Die Folgen solch engstirnigen Denkens haben uns die letzten großen Krisen vor Augen geführt. Die Finanzkrise konnte ausbrechen, weil die Finanzminister glaubten, alles sei in Ordnung, wenn das Geld üppig in die Staatskassen fließt – ohne sich zu fragen, woher es kommt, und ohne zu verstehen, was da auf den Finanzmärkten eigentlich vor sich ging (Wolfgang Schäubles persönliches Eingeständnis!). Die Wirtschaftsminister waren zufrieden, wenn die Auftragsbücher der Unternehmen voll waren und die Exporte rollten. Und der EZB als Notenbank genügte es, wenn die Inflationsrate bei zwei Prozent lag – ohne darüber nachzudenken, was die Privatbanken mit dem zur Verfügung gestellten Geld machten ; wenn nur alles im Fluss war.

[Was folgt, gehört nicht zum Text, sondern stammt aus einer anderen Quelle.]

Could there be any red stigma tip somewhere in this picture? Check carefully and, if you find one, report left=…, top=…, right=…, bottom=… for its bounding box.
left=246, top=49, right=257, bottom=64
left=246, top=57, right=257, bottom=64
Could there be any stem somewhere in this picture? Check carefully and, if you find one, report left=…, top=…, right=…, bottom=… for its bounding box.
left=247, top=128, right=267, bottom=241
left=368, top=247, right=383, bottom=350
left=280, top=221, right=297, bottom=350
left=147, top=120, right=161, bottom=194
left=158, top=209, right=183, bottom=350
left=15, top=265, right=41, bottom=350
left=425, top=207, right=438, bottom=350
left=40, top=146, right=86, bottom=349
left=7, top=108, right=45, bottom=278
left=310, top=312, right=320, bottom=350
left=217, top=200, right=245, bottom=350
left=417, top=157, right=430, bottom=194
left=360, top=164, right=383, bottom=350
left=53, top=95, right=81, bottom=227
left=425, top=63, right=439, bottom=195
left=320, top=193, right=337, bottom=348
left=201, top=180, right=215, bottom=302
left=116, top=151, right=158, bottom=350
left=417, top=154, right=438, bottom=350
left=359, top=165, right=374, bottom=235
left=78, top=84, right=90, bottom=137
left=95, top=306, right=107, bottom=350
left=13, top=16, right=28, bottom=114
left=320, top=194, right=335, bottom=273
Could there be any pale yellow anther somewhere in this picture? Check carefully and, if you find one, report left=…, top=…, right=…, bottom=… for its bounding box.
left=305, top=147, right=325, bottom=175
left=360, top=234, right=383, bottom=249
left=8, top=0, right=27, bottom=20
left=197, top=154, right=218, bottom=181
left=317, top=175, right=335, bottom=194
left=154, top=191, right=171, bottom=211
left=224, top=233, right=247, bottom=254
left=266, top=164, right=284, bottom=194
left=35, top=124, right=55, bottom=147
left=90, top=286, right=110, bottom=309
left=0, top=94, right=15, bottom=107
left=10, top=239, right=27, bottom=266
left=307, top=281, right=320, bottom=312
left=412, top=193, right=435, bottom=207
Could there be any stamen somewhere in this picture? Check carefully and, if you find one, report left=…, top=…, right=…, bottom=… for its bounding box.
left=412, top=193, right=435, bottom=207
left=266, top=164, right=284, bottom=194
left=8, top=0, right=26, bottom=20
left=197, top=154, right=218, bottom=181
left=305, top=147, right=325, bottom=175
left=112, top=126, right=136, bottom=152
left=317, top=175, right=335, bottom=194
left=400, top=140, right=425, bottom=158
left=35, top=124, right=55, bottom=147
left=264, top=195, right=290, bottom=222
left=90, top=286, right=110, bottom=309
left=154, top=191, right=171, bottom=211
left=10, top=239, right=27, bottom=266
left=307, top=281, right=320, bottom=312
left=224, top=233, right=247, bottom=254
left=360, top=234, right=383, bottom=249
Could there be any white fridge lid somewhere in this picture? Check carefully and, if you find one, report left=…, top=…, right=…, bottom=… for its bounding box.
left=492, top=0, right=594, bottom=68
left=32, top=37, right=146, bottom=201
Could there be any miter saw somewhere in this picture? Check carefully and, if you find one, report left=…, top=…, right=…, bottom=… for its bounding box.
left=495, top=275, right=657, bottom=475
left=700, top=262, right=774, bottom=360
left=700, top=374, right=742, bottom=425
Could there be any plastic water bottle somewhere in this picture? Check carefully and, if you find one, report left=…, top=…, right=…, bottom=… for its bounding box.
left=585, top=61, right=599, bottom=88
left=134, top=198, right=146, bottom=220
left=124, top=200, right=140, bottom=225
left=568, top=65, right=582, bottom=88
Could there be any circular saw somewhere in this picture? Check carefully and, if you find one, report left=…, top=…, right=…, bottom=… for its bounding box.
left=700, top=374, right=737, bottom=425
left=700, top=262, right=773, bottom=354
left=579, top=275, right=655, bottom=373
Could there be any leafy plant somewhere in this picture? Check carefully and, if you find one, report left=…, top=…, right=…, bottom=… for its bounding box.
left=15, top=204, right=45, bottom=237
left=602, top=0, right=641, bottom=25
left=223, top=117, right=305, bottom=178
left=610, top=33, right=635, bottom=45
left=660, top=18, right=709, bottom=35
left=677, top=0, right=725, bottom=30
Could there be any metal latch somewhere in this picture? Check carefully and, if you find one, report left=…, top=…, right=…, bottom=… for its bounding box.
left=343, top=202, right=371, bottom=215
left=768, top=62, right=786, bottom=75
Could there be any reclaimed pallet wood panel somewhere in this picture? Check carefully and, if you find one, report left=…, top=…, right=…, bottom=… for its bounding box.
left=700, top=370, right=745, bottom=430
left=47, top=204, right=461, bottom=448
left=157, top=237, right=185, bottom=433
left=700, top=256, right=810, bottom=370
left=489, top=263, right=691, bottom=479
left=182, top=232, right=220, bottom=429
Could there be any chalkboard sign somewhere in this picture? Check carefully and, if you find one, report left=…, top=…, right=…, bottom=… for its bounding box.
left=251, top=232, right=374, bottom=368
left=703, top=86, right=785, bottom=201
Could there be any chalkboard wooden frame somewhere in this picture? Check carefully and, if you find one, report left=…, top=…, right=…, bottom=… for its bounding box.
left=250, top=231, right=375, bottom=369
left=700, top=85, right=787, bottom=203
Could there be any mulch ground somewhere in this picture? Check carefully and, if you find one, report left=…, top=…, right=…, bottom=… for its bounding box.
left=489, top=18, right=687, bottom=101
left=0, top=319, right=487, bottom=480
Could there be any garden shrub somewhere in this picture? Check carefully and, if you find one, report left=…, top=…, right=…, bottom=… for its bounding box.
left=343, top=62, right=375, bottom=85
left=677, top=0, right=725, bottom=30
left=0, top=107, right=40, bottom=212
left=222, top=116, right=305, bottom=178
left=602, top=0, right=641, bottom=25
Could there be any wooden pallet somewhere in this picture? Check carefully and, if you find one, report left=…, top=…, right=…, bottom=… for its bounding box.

Und auch im Fall der griechischen Haushaltskrise war beziehungsweise ist es nicht anders. Ausgegeben kann nur werden, was eingenommen wurde, lautet die Devise – mit der erpresserischen Forderung, zu sparen und nochmals zu sparen, ohne Rücksicht auf Verluste, die der griechischen Volkswirtschaft, dem Gesundheitswesen und so weiter zugefügt wurden. Von der Verelendung großer Teile des Volkes ganz zu schweigen!
Erst unter dem allergrößten Druck der Staatsschuldenkrise sah sich EZB-Präsident Mario Draghi zu der Erklärung gezwungen, die Notenbank werde – entgegen ihrem Statut – wenn nötig Staatsanleihen in beliebiger Höhe aufkaufen, um den Euro zu retten. Doch könnte sie bei entsprechender Änderung ihres Statuts und ihres Selbstverständnisses als europäische Wirtschaftslenkerin – unter Berücksichtigung des realen Wirtschaftspotenzials – auch Geld zielgerichtet und zweckgebunden für bestimmte Projekte zur Verfügung stellen, zum Beispiel für bedeutende strukturelle Anpassungen, etwa im Energiesektor, für die Sanierung von Volkswirtschaften, aber eben auch zur Armutsbekämpfung. Das würde zwar ein radikales Umdenken und Reformieren erfordern und klingt wie Zukunftsmusik. Doch das Fünkchen Hoffnung mag weiter glimmen. Denn der Druck der ökonomischen und politischen Notwendigkeit wird diesen Wandel eher früher als später erzwingen; zumal er Europas Wirtschaft enorm stimulieren und Vollbeschäftigung sichern könnte.